When will the ESR bother us? Of couse this depends on how large the ESR is and the application in which the capacitor is used. Assume the ESR of capacitor C in the filter above is 10Ω. At very high frequencies the output voltage will not be 0V, but 1V∙(10/1010) = 10mV. In most cases, this will not be any problem. However, if resistor R were also 10Ω, the output voltage would have been 0.5V!

We can also expect ESR problems when large charge and discharge currents flow though the capacitor. Remember, a large current means a large voltage across the series resistance. This may even heat up the capacitor. If a capacitor heats up, the ESR may increase. This will heat up the capacitor even more, and so on. Eventually (and this may take months) the capacitor will be ready for the dumpster. Troubleshooting can be a pain; a simple capacitance meter uses small currents and will therefore not notice that the ESR has increased.

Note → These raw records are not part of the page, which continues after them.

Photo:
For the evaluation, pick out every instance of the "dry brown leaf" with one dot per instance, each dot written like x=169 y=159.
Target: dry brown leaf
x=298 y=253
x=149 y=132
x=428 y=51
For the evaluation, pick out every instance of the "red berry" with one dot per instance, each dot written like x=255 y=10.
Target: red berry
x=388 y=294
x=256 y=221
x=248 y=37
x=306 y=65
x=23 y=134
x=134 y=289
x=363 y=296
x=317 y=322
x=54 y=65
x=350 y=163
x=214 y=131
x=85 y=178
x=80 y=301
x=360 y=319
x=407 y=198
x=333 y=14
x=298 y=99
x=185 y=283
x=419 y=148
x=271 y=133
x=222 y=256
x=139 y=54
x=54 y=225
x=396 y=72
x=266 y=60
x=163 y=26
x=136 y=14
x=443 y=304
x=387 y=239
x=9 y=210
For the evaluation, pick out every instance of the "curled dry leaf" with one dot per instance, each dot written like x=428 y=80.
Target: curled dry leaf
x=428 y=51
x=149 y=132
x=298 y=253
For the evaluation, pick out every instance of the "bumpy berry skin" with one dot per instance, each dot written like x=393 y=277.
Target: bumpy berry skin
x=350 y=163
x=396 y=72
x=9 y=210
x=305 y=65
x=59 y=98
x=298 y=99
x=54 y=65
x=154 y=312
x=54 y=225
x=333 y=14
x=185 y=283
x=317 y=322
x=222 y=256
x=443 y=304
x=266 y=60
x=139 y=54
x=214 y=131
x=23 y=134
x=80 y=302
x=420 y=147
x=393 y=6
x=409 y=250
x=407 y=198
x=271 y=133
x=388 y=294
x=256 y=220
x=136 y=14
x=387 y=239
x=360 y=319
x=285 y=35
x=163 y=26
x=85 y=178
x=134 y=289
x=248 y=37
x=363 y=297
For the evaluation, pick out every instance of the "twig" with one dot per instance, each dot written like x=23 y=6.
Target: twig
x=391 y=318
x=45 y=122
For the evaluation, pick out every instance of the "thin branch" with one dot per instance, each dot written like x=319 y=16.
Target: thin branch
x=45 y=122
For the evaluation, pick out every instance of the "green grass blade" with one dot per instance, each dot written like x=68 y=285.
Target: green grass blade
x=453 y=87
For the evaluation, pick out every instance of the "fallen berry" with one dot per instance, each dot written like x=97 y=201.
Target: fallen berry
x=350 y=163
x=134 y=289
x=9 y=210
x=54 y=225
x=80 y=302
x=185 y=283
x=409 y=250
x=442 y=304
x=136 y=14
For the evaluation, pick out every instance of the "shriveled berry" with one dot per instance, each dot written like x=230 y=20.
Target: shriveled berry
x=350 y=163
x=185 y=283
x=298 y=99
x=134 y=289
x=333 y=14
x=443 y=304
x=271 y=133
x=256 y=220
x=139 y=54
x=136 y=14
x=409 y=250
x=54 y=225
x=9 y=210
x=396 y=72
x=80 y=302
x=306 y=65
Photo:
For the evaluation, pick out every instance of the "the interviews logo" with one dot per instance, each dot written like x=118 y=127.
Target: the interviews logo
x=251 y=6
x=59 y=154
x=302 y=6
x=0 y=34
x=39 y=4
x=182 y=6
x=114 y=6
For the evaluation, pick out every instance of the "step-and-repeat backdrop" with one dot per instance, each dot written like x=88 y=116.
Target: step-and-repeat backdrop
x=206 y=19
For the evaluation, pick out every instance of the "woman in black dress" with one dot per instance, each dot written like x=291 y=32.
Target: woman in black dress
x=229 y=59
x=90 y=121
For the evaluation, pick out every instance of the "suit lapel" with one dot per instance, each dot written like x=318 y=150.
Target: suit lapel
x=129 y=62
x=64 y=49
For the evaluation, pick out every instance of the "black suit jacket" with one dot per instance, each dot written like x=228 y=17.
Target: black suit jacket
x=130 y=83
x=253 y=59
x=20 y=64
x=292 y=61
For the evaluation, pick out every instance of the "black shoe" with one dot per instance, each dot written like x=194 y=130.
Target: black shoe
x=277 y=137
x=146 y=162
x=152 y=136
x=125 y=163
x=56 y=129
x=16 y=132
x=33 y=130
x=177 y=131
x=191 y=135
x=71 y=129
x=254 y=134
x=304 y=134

How can we measusre the ESR? The are special ESR meters available for this purpose, but these are pretty expensive. Most of the time we only need an indication. We can connect the capacitor to a power supply via a known resistor R and a switch. If the switch is open, the voltage across the capacitor and ESR will be 0V. On the momen the switch is closed, the capacitor is still empty. The voltage we measure across the capacitor is therefore equal to the voltage across its ESR. If that voltage is equal to half the supply voltage, the ESR must be equal to the known resistor R. Of course: the lower the voltage, the lower the ESR must be. The disadvantage of this method is that the power supply must be able to deliver the current peak. Moreover, we must also include the internal resistance of the power supply in our calculations. That's why we often use the opposite method: we charge a capacitor to a certain voltage and then discharge it via a known resistor. Of couse: the higher the voltage at the moment of discharge, the lower the ESR must be. Please find below a picture of both methods. Resistor R is 10Ω. The supply voltage is 1V.

At t=0, the voltage across the ESR is about 0.34V. So ESR/(R+ESR)=0.34 => ESR=R(0.34/(1-0.34)) = 10(0.34/0.66) = 5.2Ω.

At t=100us, the capacitor is discharged via the same resistor R. The voltage immediately drops to 0.66V.

So R/(ESR+R)=0.66 => ESR=R((1-0.66)/0.66) = 10(0.34/0.66) = 5.2Ω.